Wednesday, February 16, 2011

Oh, my stars

Sunshine. 61ºF. Windows down. 70 mph. LOTR: The Musical blaring.

I've just had a glimpse of heaven.

(The only thing that was missing was you.)

I contemplate God's love for me as evidenced by the "little" things in my life and marvel at His attention to detail. I think back through the history of our redemption, and can't help but be in awe at how His hand is always in everything and that He asks us, expects of us, to be co-creators with Him.

This is something Madeleine L'Engle writes (and I assume speaks) about authoritatively and beautifully. I've begun reading more of her grown-up novels, and just started re-reading Walking on Water: Reflections on Faith and Art (in addition to Peter & the Starcatchers. Peter Pan Syndrome, argh, avast, an' all that).

Most often I have a difficult time identifying myself as a creator, or an artist. I participate in creation, in art, but I don't know that I'm actually a creator or artist. I think I can more easily see myself as a re-creator (re-artist? Hmmm...) being a singer/actor, but I don't much do any actual, original creating.

But I don't think I mind. I think that might just be who I'm intended to be. While I don't create the art, I do love it. I love the story. And even though I didn't think of it first, I love to tell it.

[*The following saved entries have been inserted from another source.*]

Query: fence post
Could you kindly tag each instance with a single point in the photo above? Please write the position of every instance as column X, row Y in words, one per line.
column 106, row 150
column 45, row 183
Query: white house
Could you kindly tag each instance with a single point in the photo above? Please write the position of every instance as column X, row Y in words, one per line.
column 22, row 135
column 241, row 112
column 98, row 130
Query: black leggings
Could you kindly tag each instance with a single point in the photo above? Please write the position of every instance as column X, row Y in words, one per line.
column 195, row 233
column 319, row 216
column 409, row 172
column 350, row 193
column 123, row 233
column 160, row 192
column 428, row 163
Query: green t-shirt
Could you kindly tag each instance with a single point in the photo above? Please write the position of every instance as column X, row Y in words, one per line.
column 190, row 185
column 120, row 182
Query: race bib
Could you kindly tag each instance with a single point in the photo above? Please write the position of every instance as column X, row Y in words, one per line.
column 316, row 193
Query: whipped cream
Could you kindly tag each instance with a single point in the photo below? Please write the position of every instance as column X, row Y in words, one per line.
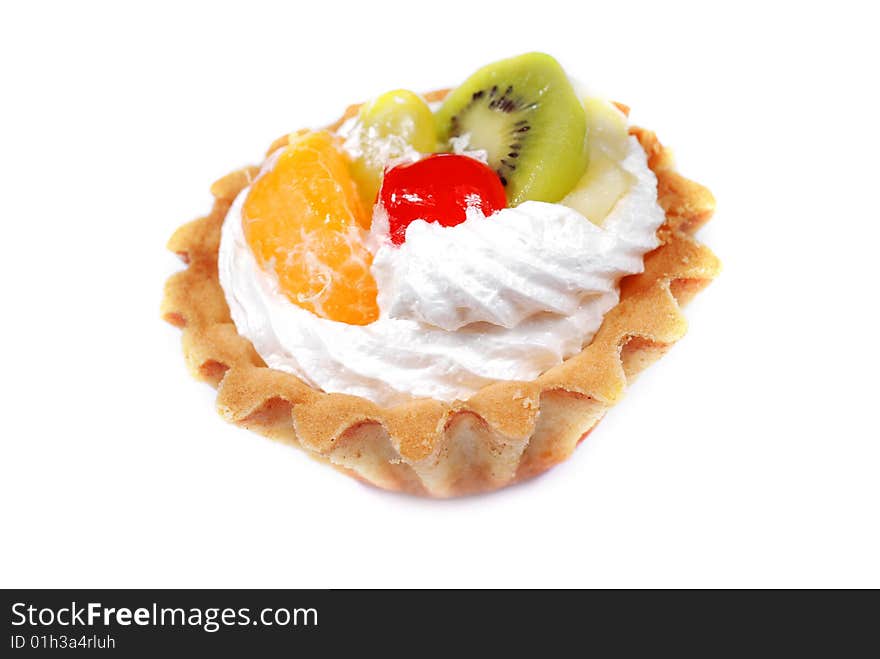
column 499, row 298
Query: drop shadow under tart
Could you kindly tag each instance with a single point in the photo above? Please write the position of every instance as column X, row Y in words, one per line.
column 507, row 431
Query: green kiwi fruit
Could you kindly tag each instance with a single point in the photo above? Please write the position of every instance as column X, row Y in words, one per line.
column 525, row 114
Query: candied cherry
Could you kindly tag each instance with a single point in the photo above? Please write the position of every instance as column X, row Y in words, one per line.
column 439, row 188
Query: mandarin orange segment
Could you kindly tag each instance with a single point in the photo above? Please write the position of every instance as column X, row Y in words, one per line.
column 304, row 220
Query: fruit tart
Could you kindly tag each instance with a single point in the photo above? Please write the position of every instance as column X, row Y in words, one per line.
column 442, row 294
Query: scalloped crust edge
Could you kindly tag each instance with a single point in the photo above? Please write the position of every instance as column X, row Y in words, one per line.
column 508, row 431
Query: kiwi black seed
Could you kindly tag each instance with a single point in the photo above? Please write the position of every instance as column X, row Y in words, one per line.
column 525, row 114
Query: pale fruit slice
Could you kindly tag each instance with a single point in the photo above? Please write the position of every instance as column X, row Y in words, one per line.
column 391, row 126
column 605, row 181
column 524, row 113
column 304, row 220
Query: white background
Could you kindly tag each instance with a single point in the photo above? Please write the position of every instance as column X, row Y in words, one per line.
column 747, row 457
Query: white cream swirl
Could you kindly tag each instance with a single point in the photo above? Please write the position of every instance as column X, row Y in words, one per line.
column 540, row 292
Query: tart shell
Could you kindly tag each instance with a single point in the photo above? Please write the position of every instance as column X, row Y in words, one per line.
column 506, row 432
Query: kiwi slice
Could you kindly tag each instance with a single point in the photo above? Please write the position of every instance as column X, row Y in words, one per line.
column 525, row 114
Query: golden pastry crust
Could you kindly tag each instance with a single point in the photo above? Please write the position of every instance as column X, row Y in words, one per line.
column 507, row 431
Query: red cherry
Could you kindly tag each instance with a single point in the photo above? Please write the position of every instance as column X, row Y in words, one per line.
column 439, row 188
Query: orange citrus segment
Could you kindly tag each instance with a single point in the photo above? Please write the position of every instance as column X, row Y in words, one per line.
column 303, row 219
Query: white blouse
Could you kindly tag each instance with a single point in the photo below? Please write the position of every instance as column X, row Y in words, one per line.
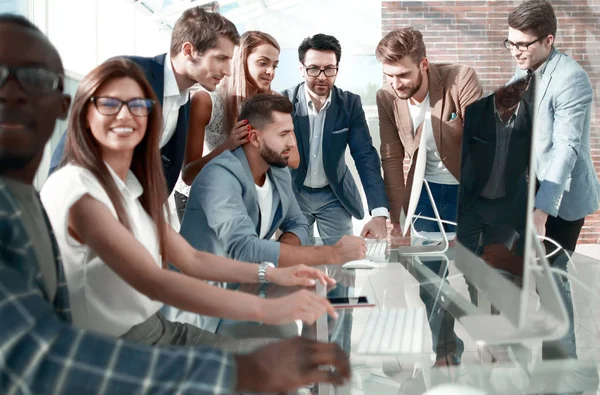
column 100, row 300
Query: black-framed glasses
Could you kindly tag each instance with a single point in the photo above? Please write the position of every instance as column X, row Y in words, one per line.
column 32, row 79
column 315, row 71
column 520, row 46
column 111, row 105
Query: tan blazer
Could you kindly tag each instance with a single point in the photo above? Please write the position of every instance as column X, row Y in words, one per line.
column 451, row 89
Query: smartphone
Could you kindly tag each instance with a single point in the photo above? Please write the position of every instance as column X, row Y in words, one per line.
column 350, row 302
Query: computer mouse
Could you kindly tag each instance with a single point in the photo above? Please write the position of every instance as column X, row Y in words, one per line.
column 360, row 264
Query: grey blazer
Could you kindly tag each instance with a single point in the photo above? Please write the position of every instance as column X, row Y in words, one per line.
column 569, row 185
column 223, row 217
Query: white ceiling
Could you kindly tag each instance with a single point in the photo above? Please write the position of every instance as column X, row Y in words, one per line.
column 356, row 23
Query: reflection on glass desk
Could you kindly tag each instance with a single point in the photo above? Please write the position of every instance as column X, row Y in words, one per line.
column 506, row 369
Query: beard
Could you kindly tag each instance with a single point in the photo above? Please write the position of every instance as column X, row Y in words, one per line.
column 413, row 90
column 12, row 161
column 272, row 157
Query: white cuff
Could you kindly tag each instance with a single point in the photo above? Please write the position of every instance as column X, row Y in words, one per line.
column 380, row 212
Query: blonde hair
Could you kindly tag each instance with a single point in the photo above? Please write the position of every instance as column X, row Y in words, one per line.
column 239, row 87
column 400, row 43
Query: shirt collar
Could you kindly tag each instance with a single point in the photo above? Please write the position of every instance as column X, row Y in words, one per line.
column 310, row 104
column 171, row 88
column 131, row 186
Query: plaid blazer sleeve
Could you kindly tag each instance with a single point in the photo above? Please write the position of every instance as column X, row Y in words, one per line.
column 41, row 353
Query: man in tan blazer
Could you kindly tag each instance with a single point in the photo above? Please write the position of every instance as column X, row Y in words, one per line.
column 424, row 100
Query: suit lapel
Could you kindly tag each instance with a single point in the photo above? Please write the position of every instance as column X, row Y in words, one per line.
column 436, row 101
column 241, row 156
column 303, row 125
column 405, row 126
column 277, row 208
column 156, row 77
column 490, row 135
column 330, row 119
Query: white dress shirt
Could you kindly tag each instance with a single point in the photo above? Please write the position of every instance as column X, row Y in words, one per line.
column 315, row 174
column 173, row 99
column 100, row 299
column 435, row 171
column 265, row 203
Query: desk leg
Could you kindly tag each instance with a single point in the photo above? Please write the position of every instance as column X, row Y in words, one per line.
column 485, row 355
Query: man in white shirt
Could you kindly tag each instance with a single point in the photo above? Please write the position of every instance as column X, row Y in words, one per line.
column 202, row 45
column 242, row 197
column 328, row 120
column 424, row 100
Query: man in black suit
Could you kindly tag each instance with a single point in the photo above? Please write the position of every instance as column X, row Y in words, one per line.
column 202, row 46
column 495, row 158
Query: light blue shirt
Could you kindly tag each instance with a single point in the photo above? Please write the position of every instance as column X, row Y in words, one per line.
column 315, row 175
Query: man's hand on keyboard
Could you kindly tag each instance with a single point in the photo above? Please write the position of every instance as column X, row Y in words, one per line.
column 290, row 364
column 376, row 228
column 349, row 248
column 396, row 230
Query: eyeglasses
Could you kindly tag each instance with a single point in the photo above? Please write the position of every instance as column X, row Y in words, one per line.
column 32, row 79
column 520, row 46
column 315, row 71
column 112, row 106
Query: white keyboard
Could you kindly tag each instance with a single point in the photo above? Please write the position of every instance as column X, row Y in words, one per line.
column 393, row 332
column 376, row 251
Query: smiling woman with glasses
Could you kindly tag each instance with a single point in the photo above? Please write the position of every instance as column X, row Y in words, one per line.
column 106, row 206
column 112, row 106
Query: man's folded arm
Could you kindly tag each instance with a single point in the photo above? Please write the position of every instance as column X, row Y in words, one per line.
column 41, row 354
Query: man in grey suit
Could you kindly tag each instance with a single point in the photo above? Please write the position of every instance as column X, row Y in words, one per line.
column 326, row 121
column 241, row 197
column 568, row 184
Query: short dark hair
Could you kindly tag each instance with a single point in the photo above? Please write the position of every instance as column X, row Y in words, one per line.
column 202, row 29
column 19, row 20
column 320, row 42
column 400, row 43
column 22, row 22
column 536, row 16
column 259, row 109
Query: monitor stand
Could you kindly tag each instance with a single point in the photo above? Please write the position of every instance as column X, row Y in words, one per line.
column 439, row 246
column 549, row 323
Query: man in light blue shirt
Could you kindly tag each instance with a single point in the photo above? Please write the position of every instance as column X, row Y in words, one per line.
column 327, row 120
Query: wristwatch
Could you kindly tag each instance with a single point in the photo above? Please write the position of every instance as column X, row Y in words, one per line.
column 262, row 271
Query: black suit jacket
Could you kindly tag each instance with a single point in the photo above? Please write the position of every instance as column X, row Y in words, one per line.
column 479, row 151
column 173, row 152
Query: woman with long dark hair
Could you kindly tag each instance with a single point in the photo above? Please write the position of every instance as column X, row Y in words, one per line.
column 214, row 126
column 106, row 206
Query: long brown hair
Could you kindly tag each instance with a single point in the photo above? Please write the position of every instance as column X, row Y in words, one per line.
column 82, row 149
column 237, row 88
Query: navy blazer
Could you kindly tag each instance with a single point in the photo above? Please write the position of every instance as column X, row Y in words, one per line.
column 345, row 125
column 479, row 152
column 172, row 153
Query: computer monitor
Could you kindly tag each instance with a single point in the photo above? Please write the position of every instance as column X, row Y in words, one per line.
column 497, row 249
column 406, row 219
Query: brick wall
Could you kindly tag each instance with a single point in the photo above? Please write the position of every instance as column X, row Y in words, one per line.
column 471, row 33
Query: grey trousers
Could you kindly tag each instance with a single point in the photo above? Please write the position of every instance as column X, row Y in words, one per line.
column 157, row 330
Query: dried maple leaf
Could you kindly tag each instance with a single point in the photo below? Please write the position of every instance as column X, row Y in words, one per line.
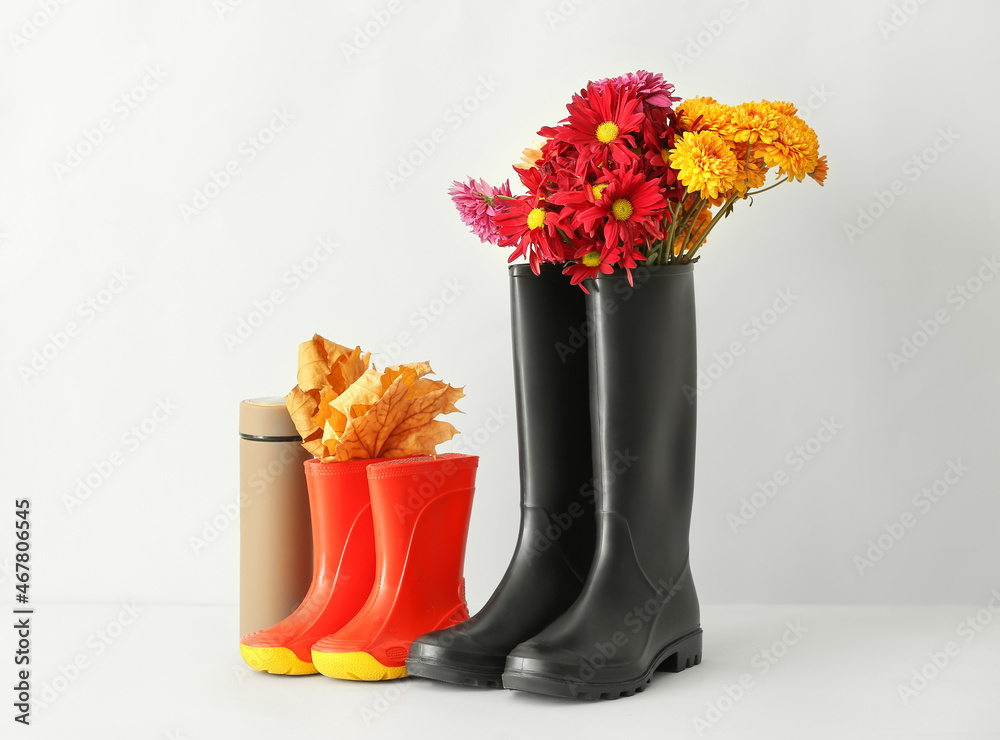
column 326, row 370
column 399, row 423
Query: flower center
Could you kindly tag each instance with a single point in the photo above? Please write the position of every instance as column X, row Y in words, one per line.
column 621, row 209
column 607, row 132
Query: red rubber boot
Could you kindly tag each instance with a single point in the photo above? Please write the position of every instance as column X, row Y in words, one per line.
column 343, row 569
column 421, row 507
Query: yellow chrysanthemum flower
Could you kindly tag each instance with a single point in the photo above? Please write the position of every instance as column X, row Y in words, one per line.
column 752, row 170
column 704, row 163
column 704, row 114
column 796, row 150
column 755, row 122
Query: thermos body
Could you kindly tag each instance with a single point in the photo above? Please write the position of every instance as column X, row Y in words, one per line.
column 275, row 533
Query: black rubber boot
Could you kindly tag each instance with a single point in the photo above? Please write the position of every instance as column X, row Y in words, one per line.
column 555, row 547
column 638, row 612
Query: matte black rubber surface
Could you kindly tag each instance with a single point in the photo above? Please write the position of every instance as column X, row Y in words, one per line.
column 638, row 610
column 555, row 545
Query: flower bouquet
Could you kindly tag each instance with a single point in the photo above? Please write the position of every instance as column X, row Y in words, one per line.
column 628, row 177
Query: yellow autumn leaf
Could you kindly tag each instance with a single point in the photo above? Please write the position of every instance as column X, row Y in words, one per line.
column 401, row 422
column 325, row 370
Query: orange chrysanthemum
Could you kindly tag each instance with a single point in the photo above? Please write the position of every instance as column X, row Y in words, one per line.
column 755, row 122
column 704, row 114
column 796, row 150
column 530, row 157
column 704, row 163
column 752, row 171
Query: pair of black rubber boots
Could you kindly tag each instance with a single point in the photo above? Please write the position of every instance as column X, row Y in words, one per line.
column 599, row 594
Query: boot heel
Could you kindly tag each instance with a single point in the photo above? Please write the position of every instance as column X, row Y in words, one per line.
column 683, row 654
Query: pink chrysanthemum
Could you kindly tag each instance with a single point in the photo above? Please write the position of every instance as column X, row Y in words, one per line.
column 477, row 206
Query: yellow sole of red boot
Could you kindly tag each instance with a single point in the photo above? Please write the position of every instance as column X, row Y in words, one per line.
column 355, row 667
column 280, row 661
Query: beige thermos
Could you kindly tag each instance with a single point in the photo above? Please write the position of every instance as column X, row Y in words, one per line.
column 275, row 534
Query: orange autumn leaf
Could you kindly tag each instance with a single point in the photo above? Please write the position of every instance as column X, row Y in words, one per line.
column 325, row 370
column 399, row 423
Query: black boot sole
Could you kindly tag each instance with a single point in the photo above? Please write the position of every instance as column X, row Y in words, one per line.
column 677, row 656
column 449, row 673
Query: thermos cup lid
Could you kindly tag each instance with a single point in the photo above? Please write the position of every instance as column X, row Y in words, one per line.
column 266, row 419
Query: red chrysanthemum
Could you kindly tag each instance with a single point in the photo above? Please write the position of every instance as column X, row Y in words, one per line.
column 589, row 264
column 629, row 210
column 601, row 124
column 526, row 223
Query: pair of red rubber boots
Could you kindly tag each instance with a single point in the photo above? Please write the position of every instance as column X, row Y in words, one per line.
column 389, row 542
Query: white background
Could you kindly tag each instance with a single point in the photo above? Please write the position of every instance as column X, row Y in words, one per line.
column 901, row 95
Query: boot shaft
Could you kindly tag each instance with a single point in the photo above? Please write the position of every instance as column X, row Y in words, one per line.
column 643, row 370
column 421, row 508
column 550, row 335
column 340, row 513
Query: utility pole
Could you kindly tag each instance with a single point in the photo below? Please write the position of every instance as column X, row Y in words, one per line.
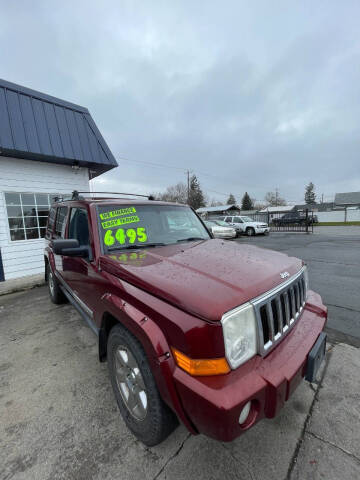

We briefly discussed the willing suspension of disbelief in Bible study on Sunday, and our leader said something that I thought was poignant and lovely, and it will stick with me till the day I die.

"Therefore, I live in the story."

Prior to this, she'd mentioned a study some theologians did on the life of Jesus that examined what happened if you took out all of His miracles, all of the evidence that pointed to the Divine.
What would you have left?

We all agreed that we would still have these life-changing teachings on how we are to live on this planet and the example of a remarkable human being that is still worth attempting to emulate.

This is not to say that I don't believe the miracles or that Jesus was/is in fact human AND divine.

I do.

But if one struggles with some of this ("this" being growing up, Christianity, life, etc. Take your pick...), it doesn't change the fact that Jesus did something that for some reason the world just can't shake.

As one who did, does, and will struggle with some of this, it doesn't change the fact that I trust that my fate is in His more than capable hands.

And if my fate is that of a participant in art, I accept it graciously. I will sit in the audience; I will sing someone else's lyrics and speak someone else's words; whatever the task, I will live in the story.

[insert "Ode" by William O'Shaughnessy]

I know this is all probably very muddled and doesn't make sense to you readers, but I do believe this is very much the beginning of a "something" for me, and hey, it's my blog.

Something for me is really all that matters.



"Therefore, I live in the story."

Perhaps it's just me, but don't you find that uplifting?